Diaspora, ( Greek: Dispersion) Hebrew Galut (Exile), the dispersion of Jews among the Gentiles after the Babylonian Exile; or the aggregate of Jews or Jewish communities scattered “in exile” outside Palestine or present-day Israel. Although the term refers to the physical dispersal of Jews throughout the world, it also carries religious, philosophical, political, and eschatological connotations, inasmuch as the Jews perceive a special relationship between the land of Israel and themselves. Interpretations of this relationship range from the messianic hope of traditional Judaism for the eventual “ingathering of the exiles” to the view of Reform Judaism that the dispersal of the Jews was providentially arranged by God to foster pure monotheism throughout the world.

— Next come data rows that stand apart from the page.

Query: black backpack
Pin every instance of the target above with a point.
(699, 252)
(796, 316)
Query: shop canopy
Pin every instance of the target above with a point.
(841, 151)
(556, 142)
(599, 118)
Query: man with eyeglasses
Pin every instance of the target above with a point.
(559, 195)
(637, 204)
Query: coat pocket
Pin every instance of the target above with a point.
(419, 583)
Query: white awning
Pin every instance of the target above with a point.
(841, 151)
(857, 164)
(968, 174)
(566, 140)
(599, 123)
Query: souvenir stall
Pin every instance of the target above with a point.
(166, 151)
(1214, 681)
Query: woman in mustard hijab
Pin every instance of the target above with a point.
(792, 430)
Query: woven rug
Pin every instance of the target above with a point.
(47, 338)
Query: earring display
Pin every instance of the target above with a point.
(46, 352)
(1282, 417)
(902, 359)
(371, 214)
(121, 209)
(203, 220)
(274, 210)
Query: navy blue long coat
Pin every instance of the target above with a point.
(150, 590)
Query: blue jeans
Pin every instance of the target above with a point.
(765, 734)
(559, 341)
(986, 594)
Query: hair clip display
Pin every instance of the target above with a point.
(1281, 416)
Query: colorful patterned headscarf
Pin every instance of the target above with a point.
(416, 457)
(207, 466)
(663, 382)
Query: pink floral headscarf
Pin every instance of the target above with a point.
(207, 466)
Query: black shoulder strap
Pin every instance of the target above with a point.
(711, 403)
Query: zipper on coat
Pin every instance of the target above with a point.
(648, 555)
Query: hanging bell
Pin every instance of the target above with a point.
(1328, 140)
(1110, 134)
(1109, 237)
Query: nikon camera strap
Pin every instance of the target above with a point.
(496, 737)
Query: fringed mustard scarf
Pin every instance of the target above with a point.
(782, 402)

Around the 1st century CE an estimated 5,000,000 Jews lived outside Palestine, about four-fifths of them within the Roman Empire, but they looked to Palestine as the centre of their religious and cultural life. Diaspora Jews thus far outnumbered the Jews in Palestine even before the destruction of Jerusalem in CE 70. Thereafter, the chief centres of Judaism shifted from country to country (e.g., Babylonia, Persia, Spain, France, Germany, Poland, Russia and the United States – diasporas). Jewish communities gradually adopted distinctive languages, rituals, and cultures. Some submerged themselves in non-Jewish environments more completely than others. While some lived in peace, others became victims of violent anti-Semitism.
In 63 BCE, Judaea became a protectorate of Rome, and in 6 CE was organized as a Roman province. In 135, Hadrian’s army defeated the Jewish armies and Jewish independence was lost. Jerusalem was turned into a pagan city called Aelia Capitolina, the Jews were forbidden to live there and Hadrian changed the country’s name from Judea to Syria Palestina.
During the Middle Ages, the Jews had divided into distinct regional groups the Ashkenazi Jews who immigrated to Central and later Eastern Europe, the Sephardi Jews who settled in Iberia and later North Africa, and the Mizrahi Jews who remained in the Babylon after the destruction of the First Temple.
Today, Jews hold widely divergent views about the role of Diaspora Jewry and the desirability and significance of maintaining a national identity. While the vast majority support the Zionist movement (the return of Jews to Israel), some extreme Orthodox Jews oppose the modern nation of Israel as a godless and secular state, defying God’s will to send his Messiah at the preordained time.